May 5, 2022 | Everyday Moments

A nurse provides care to patient in a hospital bed

Team pulls together to respond to delta variant.

In the summer of 2021, the delta variant caused a spike in the number of COVID-19 cases at PeaceHealth Peace Harbor Medical Center in Florence, Ore.

Never before had the hospital been so filled with patients needing acute care. And there was no end in sight as more kept arriving in the emergency department.

The situation called for staff to take on more duties—sometimes different from their usual assignments.

The plan was in place to move patients (who did not have COVID-19) from the ED into the post-acute recovery unit (PACU) if more room was needed.

It was. First one patient, then another, and not long after, a third, were moved into the PACU.

Angie Tucker, RN and Tina Wilkinson, RN, both nurses in the unit, stepped up to the challenge of playing new roles in the pinch.
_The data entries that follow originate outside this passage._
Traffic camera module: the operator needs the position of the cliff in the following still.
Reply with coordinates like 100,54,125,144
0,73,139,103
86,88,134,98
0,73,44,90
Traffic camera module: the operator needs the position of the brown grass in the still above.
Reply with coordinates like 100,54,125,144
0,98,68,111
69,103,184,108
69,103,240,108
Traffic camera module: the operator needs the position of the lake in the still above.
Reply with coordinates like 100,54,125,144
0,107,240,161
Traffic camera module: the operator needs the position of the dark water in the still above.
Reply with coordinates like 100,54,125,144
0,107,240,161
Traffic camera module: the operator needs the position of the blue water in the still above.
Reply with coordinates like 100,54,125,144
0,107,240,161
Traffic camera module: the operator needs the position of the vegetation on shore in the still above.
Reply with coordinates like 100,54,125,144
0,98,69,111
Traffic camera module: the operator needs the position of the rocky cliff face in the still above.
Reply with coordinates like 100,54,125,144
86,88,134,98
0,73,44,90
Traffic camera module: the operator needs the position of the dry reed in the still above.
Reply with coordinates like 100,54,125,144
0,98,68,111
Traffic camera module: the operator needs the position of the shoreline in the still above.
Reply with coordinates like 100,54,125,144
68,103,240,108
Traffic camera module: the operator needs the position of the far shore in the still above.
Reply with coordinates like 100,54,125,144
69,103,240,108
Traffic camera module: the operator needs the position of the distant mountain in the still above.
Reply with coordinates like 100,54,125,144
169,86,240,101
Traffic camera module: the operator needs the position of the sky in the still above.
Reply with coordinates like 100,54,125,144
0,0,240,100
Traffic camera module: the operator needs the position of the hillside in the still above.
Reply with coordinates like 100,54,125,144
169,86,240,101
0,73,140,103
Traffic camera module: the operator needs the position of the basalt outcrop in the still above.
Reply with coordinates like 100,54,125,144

They knew the ins and outs of their daily work in the recovery room. Their new ED overflow experience taught them much about providing and documenting care for ED patients.

Colleen Lorenz, surgery nurse manager, said Angie and Tina helped each other and the rest of the team—smiling and remaining positive throughout the situation.

After a few hours, one of the patients was able to go home while another was transferred to the inpatient unit. The third patient had been doing well but, after taking a turn for the worse, went back to the ED.

Once their unit was empty, Angie and Tina quickly cleaned each bay, mopped the floors and set things up for the next day’s surgery patients.

Both volunteered to come back and help, if needed—even after working many long hours.

“I could not have been more proud of their dedication to caring for a patient population they normally don't see. They were there to answer the call when it came,” said Lorenz.